Die Nutzung ist legal, wenn man einen Whirlpool zu Therapiezwecken nutzt. Dann fällt man nicht unter die Verordnung. Dazu benötigt man noch nicht mal ein Attest. Die Verordnung ist nach Meinung vieler Kollgen wie ein Tiger ohne Zähne. Sie wurde zu unüberlegt erstellt.

Ein Blick auf die Isolierung eines Whirlpools der gehobenen Preisklasse.
Ein Blick auf die Isolierung eines Whirlpools der gehobenen Preisklasse. © Schmellenkamp

Wie teuer ist denn nun der Betrieb eines elektrisch betriebenen Whirlpools angesichts der gestiegenen Stromkosten?

Ein Whirlpool mit guter Qualität kann trotzdem noch mit überschaubaren Kosten betrieben werden. Die Hydrotherapie, die Massagefunktionen und das Schwimmen in den Swimspas tragen viel zur Gesundheitsvorsorge bei. Und da die Gesundheit immer wichtiger wird, ist es der falsche Weg, solche Produkte aus dem Verkehr zu ziehen.

Wie stark schlägt die Energiekrise bei Ihnen durch?

Wir sind ein gesundes Unternehmen. Schwieriger wäre es, wenn wir jetzt ganz neu angefangen hätten. Der Umsatz ist jetzt nicht total eingebrochen, dass wir gar nichts mehr verkaufen, aber wir kämpfen natürlich damit. Man merkt schon, dass die Leute sich nun länger Zeit lassen bei der Entscheidung.

Man kann sich also trotzdem aus therapeutischen Gründen in seinen Whirlpool setzen und sich die Fußball-WM in klimatisierten Stadien anschauen?

Theoretisch ja, denn wir wissen, dass unsere Whirlpools wenig Strom verbrauchen. Das ist, wie wenn sie mit einem ganz sparsamen Auto unterwegs sind oder mit einem Spritfresser. Sie können mit beiden Autos fahren und gelangen ans Ziel, aber der ökologische Fußabdruck ist ein ganz anderer...

Sie arbeiten mit Sundance Spas, dem weltweit größten Whirlpoolhersteller, zusammen. Jetzt sind die Amerikaner nicht unbedingt für einen kleinen Fußabdruck bekannt...

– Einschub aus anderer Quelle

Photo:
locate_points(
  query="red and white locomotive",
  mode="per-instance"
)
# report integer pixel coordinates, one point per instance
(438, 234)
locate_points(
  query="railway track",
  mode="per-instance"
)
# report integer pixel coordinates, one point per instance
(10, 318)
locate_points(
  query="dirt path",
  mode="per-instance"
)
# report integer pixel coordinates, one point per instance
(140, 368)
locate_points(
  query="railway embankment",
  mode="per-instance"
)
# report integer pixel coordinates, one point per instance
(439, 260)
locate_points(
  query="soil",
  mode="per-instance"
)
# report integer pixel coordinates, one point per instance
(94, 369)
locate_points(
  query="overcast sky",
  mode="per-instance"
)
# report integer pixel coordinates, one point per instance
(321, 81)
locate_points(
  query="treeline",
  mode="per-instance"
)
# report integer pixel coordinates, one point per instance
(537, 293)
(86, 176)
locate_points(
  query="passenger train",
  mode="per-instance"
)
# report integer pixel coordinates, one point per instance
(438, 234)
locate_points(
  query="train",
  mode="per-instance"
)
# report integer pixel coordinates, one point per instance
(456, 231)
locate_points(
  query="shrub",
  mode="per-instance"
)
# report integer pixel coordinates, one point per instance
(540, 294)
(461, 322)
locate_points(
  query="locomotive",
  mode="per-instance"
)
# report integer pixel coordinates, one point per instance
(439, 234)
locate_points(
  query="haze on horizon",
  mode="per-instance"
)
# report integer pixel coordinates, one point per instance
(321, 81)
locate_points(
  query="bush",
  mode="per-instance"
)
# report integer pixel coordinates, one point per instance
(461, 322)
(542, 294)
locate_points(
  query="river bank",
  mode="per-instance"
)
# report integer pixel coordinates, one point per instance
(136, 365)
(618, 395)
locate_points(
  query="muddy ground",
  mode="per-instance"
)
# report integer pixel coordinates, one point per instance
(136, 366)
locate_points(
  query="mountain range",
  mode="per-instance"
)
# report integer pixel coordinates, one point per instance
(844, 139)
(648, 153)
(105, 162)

Es ist tatsächlich so, dass diese Bedenken auch unsere Kunden haben. Aber Sundance Spas hat den Firmensitz in Kalifornien. Und dort gibt es in den USA die strengsten Umweltauflagen und höchsten Energievorschriften. Und in Skandinavien und Kanada gibt es auch einen großen Markt, weshalb die Amerikaner sehr bemüht sind, energiesparende Pools zu bauen. Es gibt jetzt auch noch einen neuen Isolierschaum, der noch einmal 15 Prozent mehr Energie einspart.

Ist es denkbar, dass man die Whirlpools nicht mehr mit Strom betreibt?

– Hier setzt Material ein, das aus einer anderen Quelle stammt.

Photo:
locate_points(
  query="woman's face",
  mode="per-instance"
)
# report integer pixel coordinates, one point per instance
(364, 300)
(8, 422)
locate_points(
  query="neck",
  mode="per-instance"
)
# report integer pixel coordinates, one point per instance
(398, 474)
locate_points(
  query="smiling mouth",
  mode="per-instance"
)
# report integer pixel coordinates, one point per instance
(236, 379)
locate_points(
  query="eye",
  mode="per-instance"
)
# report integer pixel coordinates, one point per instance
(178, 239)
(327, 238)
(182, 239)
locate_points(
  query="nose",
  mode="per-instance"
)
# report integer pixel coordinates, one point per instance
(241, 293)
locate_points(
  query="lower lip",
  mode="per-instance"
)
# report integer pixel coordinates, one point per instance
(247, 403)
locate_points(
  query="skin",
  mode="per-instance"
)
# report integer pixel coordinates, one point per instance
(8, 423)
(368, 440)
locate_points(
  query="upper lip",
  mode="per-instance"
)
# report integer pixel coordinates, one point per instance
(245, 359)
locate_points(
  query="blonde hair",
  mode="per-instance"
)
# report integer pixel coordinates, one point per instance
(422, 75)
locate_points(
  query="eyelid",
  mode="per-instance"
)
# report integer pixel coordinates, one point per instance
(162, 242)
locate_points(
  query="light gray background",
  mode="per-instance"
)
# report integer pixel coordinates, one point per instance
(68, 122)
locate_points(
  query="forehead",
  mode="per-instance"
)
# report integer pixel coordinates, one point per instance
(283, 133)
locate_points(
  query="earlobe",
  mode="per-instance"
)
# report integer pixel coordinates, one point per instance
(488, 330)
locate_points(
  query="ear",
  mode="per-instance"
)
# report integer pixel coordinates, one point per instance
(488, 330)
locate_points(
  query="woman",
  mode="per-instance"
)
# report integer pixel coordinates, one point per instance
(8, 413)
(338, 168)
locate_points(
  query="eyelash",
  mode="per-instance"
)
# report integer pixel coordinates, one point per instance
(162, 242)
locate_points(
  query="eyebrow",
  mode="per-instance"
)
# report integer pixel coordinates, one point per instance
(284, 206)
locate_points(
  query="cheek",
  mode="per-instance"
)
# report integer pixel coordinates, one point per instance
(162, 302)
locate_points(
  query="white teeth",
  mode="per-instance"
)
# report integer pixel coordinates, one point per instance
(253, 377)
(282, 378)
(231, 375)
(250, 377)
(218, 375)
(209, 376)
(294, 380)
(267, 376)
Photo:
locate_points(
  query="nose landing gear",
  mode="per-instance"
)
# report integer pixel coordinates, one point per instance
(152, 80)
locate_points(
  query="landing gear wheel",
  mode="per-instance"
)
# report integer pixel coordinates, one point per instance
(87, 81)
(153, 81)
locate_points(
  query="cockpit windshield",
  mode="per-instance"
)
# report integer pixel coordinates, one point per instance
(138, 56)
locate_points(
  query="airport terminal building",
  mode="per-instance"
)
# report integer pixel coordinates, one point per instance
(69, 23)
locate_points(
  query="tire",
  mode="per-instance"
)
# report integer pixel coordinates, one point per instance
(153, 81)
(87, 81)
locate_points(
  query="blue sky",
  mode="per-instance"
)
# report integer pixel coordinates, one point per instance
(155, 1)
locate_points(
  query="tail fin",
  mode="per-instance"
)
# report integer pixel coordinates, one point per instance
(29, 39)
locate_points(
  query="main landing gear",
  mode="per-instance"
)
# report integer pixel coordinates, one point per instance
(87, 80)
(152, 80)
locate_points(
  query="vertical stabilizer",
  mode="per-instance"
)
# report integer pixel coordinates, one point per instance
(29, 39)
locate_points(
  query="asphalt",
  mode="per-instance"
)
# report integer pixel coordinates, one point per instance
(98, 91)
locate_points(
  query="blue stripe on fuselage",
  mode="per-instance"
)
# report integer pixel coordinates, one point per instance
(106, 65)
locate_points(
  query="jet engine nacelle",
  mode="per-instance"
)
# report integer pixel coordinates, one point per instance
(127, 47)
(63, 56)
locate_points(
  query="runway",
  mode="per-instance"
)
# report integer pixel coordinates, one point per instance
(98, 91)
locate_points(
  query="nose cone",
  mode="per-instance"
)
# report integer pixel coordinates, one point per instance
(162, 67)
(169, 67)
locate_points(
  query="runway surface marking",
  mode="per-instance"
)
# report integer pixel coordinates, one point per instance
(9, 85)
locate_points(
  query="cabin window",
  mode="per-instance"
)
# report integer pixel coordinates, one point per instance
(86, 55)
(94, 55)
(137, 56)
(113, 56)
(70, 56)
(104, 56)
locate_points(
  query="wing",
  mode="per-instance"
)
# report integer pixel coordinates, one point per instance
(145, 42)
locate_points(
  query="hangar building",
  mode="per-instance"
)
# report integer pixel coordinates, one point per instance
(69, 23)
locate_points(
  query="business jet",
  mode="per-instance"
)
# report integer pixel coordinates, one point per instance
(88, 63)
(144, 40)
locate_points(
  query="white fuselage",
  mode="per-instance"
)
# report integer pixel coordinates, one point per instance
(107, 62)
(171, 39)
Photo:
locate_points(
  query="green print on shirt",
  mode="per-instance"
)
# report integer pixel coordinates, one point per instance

Viele Kunden kombinieren die Anlage schon heute mit ihrer Photovoltaik-Anlage und somit benötigt man fast gar keinen zusätzlichen Strom mehr. Man kann die Steuerung entsprechend einstellen. Ich denke, in solchen kombinierten Systemen liegt auch die Zukunft.

Wie whirlpool-verrückt sind die Plettenberger?

Die Plettenberger sind sehr Whirlpool- und Swimspa-affin – und in Plettenberg steht eine unsere besten Filialen, die wir in Deutschland betreiben.